Well, you only have two changes per cycle: the one at the read pointer and the one at the write one. Each of those is independent, so you do the same thing to each. And the thing is to recurse upwards towards the root of the tree, compare the new value to the sibling of the shared parent, and then update the parent if the new maximum differs. If it doesn't, stop early. Do that to both pointers for each sample, and always return what is at the top of the pyramid afterwards.
What you then have is a worst-case guaranteed log(n) algorithm in n=window length.And if you then array all of the intermediate maxima in the pyramid after the primary buffer, you'll get a data structure with no explicit bookkeeping or varying datatypes. Just values and other values derived from them. A homogeneous, densely packed array in an order which you'll access linearly per cycle, and whose index arithmetic boils down to a couple of shifts and adds. Tottally neat both for code and cache efficiency.

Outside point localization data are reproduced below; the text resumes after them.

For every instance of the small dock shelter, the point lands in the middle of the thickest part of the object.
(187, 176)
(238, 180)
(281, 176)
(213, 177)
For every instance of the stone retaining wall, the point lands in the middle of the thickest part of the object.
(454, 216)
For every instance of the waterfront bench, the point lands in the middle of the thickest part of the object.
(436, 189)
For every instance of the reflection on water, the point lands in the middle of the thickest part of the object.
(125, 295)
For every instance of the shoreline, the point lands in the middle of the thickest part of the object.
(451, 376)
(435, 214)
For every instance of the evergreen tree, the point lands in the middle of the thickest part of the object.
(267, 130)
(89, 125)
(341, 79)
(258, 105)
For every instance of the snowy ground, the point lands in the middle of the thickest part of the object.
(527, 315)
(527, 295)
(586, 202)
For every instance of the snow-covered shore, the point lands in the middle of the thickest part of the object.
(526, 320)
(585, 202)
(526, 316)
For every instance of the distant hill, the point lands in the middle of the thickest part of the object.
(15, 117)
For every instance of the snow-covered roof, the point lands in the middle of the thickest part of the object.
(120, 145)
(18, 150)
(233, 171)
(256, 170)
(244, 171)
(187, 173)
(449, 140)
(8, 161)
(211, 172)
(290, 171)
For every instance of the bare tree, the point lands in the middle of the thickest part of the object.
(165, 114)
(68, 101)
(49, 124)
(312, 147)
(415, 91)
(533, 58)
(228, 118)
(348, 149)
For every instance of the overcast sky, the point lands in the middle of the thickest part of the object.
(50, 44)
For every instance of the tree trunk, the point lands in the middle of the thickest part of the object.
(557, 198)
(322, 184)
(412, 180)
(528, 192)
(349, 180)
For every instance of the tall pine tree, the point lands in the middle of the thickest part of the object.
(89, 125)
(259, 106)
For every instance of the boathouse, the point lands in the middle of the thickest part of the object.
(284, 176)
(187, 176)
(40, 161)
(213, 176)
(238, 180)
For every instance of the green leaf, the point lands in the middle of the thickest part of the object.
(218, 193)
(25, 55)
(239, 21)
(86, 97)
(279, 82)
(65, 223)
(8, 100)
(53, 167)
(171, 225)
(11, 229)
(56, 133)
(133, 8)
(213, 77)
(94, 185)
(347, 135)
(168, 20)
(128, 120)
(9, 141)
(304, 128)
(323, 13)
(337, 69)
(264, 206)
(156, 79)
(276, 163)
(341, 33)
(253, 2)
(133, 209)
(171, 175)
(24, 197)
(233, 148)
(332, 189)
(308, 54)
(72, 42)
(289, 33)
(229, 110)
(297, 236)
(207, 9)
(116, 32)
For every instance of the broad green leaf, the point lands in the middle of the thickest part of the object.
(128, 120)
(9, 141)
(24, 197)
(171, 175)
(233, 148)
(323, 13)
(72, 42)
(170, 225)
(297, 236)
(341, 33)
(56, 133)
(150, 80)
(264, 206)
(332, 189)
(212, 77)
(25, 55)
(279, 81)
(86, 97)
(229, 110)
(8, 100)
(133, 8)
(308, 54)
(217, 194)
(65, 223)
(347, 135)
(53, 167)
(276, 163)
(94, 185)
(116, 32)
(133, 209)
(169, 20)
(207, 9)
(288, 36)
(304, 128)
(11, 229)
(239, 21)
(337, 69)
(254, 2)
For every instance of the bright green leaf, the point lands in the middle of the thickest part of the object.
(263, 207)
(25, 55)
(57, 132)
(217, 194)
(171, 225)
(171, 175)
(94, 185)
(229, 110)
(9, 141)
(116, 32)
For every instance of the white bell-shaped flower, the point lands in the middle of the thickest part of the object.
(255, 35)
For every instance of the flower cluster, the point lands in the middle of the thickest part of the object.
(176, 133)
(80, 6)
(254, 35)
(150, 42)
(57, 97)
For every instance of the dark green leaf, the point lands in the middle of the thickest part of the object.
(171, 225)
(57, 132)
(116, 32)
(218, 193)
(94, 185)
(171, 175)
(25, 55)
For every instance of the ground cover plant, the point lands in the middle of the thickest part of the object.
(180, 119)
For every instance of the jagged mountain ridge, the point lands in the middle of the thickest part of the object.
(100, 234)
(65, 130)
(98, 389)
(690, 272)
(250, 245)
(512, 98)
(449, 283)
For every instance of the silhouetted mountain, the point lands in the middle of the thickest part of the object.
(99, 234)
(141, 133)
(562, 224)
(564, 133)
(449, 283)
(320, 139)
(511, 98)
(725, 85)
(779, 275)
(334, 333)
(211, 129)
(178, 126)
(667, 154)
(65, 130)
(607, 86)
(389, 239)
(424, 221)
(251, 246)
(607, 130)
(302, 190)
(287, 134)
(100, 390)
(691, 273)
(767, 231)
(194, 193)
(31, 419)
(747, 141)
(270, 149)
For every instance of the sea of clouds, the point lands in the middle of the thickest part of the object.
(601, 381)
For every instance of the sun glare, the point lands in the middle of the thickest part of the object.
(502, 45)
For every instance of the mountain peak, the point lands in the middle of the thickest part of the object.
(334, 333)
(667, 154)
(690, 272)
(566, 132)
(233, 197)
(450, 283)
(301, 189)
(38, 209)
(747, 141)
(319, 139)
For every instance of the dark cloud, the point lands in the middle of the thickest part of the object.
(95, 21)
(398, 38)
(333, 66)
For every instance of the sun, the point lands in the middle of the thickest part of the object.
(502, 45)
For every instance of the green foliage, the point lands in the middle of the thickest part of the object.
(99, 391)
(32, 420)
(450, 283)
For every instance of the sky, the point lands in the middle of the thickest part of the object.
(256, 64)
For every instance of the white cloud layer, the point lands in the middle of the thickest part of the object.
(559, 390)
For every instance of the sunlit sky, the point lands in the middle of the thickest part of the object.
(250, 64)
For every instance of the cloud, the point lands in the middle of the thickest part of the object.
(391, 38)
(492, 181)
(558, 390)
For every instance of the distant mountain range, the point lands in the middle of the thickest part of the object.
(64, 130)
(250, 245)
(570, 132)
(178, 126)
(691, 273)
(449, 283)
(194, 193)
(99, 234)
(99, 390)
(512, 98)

If you then want to use SSE style vector operations, that is easy too: the data is already in a format where any 2^m wide vector op works at all levels except the top-most ones. They work in linearly ascending order as well, so you can apply them even when you don't really have to; that cuts down on needless conditionals and the resulting pipeline stalls. Unrolling, that's easy as well -- although your superscalar processor probably does that for you with this kind of code.

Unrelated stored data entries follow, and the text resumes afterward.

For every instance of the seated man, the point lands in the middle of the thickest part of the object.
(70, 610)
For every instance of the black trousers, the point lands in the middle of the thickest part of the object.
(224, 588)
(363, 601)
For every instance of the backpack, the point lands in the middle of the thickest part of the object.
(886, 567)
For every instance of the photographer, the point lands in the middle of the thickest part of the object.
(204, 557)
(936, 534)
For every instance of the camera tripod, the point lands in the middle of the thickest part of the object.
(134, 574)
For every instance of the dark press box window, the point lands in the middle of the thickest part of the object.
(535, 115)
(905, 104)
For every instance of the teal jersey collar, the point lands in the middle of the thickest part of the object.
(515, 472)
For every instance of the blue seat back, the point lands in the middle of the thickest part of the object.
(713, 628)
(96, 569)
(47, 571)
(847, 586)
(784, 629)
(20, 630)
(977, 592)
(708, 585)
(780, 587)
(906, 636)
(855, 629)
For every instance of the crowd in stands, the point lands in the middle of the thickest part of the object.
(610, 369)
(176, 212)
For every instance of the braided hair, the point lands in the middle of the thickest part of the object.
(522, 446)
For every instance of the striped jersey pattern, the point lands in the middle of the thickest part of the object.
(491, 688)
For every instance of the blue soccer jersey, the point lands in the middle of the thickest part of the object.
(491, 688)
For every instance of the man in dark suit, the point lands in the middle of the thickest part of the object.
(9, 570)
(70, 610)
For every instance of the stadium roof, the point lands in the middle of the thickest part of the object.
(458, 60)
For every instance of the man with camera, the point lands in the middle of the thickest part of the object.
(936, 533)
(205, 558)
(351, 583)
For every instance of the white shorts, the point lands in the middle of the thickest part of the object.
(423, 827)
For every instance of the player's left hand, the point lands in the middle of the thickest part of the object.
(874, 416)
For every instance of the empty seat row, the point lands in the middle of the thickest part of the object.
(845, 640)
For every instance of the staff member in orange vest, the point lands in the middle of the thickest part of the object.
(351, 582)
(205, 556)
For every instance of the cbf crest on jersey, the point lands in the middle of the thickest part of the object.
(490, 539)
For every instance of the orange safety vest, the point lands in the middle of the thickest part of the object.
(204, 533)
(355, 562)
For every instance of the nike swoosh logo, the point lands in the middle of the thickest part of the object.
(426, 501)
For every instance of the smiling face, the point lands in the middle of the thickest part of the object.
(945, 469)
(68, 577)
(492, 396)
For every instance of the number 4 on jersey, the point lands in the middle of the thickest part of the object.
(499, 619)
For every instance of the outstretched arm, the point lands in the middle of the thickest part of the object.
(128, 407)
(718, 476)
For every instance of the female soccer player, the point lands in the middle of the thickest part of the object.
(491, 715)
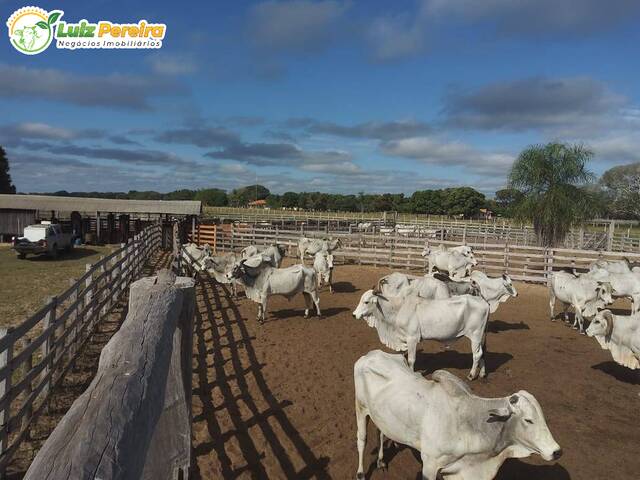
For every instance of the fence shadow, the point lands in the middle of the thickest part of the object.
(236, 376)
(620, 373)
(497, 326)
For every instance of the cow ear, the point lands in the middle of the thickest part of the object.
(499, 415)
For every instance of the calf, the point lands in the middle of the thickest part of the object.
(458, 434)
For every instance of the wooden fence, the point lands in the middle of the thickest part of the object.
(525, 263)
(134, 420)
(36, 354)
(592, 236)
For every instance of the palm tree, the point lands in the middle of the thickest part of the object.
(552, 178)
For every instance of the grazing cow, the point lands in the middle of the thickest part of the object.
(402, 322)
(261, 279)
(219, 266)
(323, 265)
(274, 251)
(494, 290)
(399, 284)
(625, 284)
(620, 334)
(315, 245)
(466, 286)
(458, 434)
(583, 293)
(196, 256)
(453, 262)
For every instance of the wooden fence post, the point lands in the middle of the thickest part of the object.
(49, 322)
(5, 386)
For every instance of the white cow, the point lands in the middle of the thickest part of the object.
(401, 284)
(452, 261)
(402, 322)
(315, 245)
(219, 266)
(275, 251)
(323, 265)
(261, 280)
(494, 290)
(195, 256)
(459, 435)
(585, 294)
(626, 284)
(620, 334)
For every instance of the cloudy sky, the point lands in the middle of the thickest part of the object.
(334, 96)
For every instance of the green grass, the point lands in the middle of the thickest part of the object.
(25, 284)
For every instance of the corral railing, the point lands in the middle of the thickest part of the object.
(594, 235)
(526, 263)
(36, 354)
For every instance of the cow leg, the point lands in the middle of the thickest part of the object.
(381, 464)
(476, 349)
(361, 420)
(307, 303)
(316, 302)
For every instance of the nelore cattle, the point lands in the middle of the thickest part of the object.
(402, 322)
(261, 280)
(458, 434)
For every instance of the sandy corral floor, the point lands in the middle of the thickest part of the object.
(277, 401)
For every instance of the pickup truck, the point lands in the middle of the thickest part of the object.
(42, 238)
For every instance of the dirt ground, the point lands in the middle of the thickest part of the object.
(276, 401)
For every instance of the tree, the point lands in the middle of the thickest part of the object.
(621, 186)
(6, 186)
(552, 179)
(212, 197)
(506, 201)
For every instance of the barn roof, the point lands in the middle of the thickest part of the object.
(70, 204)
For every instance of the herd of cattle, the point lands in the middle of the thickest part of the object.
(458, 434)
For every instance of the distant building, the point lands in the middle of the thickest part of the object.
(257, 204)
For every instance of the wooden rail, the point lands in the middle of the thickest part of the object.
(134, 420)
(36, 354)
(527, 263)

Extending the data structure is a matter of copying and 2^n interleaving. Not cheap as such, but very regular and as such linear in the size of the existing structure -- which is asymptotically as good as extensible arrays.
And finally, the biggest thing... In all of the construction, we never relied on anything beyond associativity, really.Not essentially at least. All of the stuff is being kept in order, so commutativity is only a problem when we wrap around the end of the buffer. Thus, utilizing associativity, we just need to special case the wrap and everything else works the same. We're also utilizing the existence of an identity value between the read and writer pointers -- but we can dispense with those via another if-clause as well which connects those two values to each other and jointly propagates the results upwards. It's still fully log(n).
In fact in the Starburst and Exodus sort of database research, they already implemented even the requisite operations to insert stuff in the middle and to remove it, willy-nilly. There the semantics they used were the ones which attach to concatenation. But aren't those pretty much the same we're using here? Insertion of subsequences, deletion of them, and the conceptual manipulation of null strings/epsilons. They did that on the higher level of aggregate indices, and our manipulations would then follow those fully (within the constraints of a cyclical buffer) because the higher level indices in both cases abstract back from similar basic invariants/axioms: associativity in the presence of identity (possibly forcibly introduced, but still).